Die drei Stufen der Spiritualität: Glauben, Frömmigkeit und Erfahrung

Wilber unterscheidet grundsätzlich drei praktische Umsetzungsformen von Spiritualität: Glauben, Frömmigkeit und Erfahrung. Glauben bezeichnet er als die schwächste Form, nicht in seiner Wirkung, sondern in Bezug auf die Authentizität. Man glaubt an das, was in der Bibel, im Koran, in den buddhistischen Sutren oder sonst wo geschrieben steht. Man glaubt an tote Worte, und die einzig richtige Interpretation ist natürlich die des religiösen Führers oder der Gemeinschaft, der man angehört.
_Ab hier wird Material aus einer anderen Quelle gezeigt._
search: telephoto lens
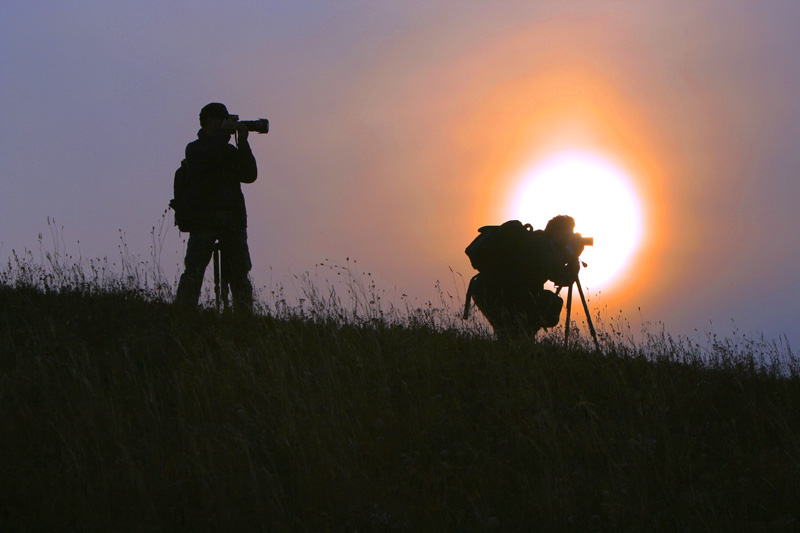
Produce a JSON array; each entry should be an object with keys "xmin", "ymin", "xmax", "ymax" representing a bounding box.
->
[{"xmin": 238, "ymin": 118, "xmax": 269, "ymax": 134}]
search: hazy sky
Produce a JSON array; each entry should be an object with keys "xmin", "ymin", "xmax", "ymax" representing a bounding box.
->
[{"xmin": 3, "ymin": 1, "xmax": 800, "ymax": 348}]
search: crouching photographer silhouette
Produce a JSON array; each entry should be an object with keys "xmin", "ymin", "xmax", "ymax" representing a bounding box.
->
[{"xmin": 463, "ymin": 215, "xmax": 598, "ymax": 346}]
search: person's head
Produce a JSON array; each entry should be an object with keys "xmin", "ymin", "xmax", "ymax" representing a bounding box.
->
[
  {"xmin": 544, "ymin": 215, "xmax": 575, "ymax": 246},
  {"xmin": 199, "ymin": 102, "xmax": 230, "ymax": 132}
]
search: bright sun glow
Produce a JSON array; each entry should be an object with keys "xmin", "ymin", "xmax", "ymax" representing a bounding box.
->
[{"xmin": 510, "ymin": 153, "xmax": 642, "ymax": 291}]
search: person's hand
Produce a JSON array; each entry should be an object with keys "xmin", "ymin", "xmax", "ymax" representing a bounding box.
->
[
  {"xmin": 221, "ymin": 116, "xmax": 239, "ymax": 133},
  {"xmin": 566, "ymin": 233, "xmax": 586, "ymax": 257},
  {"xmin": 221, "ymin": 116, "xmax": 248, "ymax": 142},
  {"xmin": 552, "ymin": 259, "xmax": 580, "ymax": 286}
]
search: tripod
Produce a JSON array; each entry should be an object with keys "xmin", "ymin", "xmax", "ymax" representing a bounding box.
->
[
  {"xmin": 555, "ymin": 273, "xmax": 600, "ymax": 350},
  {"xmin": 211, "ymin": 239, "xmax": 229, "ymax": 313}
]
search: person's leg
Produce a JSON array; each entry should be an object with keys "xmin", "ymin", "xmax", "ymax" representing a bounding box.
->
[
  {"xmin": 473, "ymin": 277, "xmax": 545, "ymax": 339},
  {"xmin": 220, "ymin": 229, "xmax": 253, "ymax": 313},
  {"xmin": 509, "ymin": 286, "xmax": 548, "ymax": 338},
  {"xmin": 532, "ymin": 289, "xmax": 563, "ymax": 328},
  {"xmin": 175, "ymin": 231, "xmax": 216, "ymax": 307},
  {"xmin": 472, "ymin": 275, "xmax": 517, "ymax": 338}
]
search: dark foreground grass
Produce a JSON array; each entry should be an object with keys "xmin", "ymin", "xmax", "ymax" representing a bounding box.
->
[{"xmin": 2, "ymin": 285, "xmax": 800, "ymax": 531}]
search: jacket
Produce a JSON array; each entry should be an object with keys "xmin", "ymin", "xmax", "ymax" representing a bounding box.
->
[{"xmin": 173, "ymin": 129, "xmax": 258, "ymax": 232}]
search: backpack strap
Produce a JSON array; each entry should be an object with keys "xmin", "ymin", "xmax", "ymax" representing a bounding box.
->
[{"xmin": 462, "ymin": 274, "xmax": 479, "ymax": 319}]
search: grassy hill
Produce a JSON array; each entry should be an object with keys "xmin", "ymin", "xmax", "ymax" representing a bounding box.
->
[{"xmin": 1, "ymin": 280, "xmax": 799, "ymax": 531}]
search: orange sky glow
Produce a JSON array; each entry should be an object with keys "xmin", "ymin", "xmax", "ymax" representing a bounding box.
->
[
  {"xmin": 3, "ymin": 2, "xmax": 800, "ymax": 345},
  {"xmin": 415, "ymin": 27, "xmax": 674, "ymax": 314}
]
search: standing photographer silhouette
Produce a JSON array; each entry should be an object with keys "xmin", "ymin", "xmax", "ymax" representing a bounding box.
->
[{"xmin": 172, "ymin": 102, "xmax": 259, "ymax": 313}]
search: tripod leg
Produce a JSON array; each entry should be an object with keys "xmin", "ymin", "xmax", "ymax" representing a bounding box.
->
[
  {"xmin": 220, "ymin": 248, "xmax": 230, "ymax": 311},
  {"xmin": 575, "ymin": 278, "xmax": 600, "ymax": 351},
  {"xmin": 213, "ymin": 244, "xmax": 221, "ymax": 313},
  {"xmin": 564, "ymin": 284, "xmax": 573, "ymax": 347}
]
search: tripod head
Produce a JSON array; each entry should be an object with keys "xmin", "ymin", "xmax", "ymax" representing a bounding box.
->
[{"xmin": 552, "ymin": 230, "xmax": 599, "ymax": 350}]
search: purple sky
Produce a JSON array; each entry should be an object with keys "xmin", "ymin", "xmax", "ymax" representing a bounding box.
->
[{"xmin": 3, "ymin": 1, "xmax": 800, "ymax": 348}]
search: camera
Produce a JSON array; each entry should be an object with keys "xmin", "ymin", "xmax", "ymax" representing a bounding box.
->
[
  {"xmin": 570, "ymin": 233, "xmax": 593, "ymax": 247},
  {"xmin": 226, "ymin": 115, "xmax": 269, "ymax": 134}
]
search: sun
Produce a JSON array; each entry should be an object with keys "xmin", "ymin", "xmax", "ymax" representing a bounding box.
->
[{"xmin": 509, "ymin": 152, "xmax": 642, "ymax": 291}]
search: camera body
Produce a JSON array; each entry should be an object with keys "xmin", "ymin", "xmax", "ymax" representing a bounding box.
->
[{"xmin": 226, "ymin": 115, "xmax": 269, "ymax": 134}]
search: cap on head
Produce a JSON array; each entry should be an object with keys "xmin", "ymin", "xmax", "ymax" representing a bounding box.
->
[{"xmin": 199, "ymin": 102, "xmax": 230, "ymax": 126}]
Oder man glaubt das, was einem der Priester, Mullah, Rabbi oder Mönch erzählt. Die nächste Stufe ist Frömmigkeit. Hier hat man eine Ahnung, spürt eine Kraft, die grösser ist als man selbst, fühlt sich inspiriert von Vorstellungen oder Visionen, die der eigenen religiösen Tradition zugehören. Das emotionale Zentrum wird aktiviert und man hat vielleicht Zustände von Verzückung, Glücksgefühle oder sogar Ekstase erlebt. Jetzt geht es darum andere zu überzeugen, alle zu beglücken, denn je mehr wir sind, umso grösser ist das eigene Glück. Schlecht sind natürlich all die, die nicht dazu gehören oder den eigenen Glauben in Frage stellen. Wenn man zusammen kommt, schwimmt man im glückseligen Meer der Bekehrten. Wir alle haben diese Bilder von christlichen Fernsehpredigern in den USA oder fanatischen Muslims gesehen. Das gleiche Phänomen kann man auch in kleinen geschlossenen „Eso-Kreisen“ erleben. Schnell merkt man, wer bereits ein Insider ist und wer Neuankömmling.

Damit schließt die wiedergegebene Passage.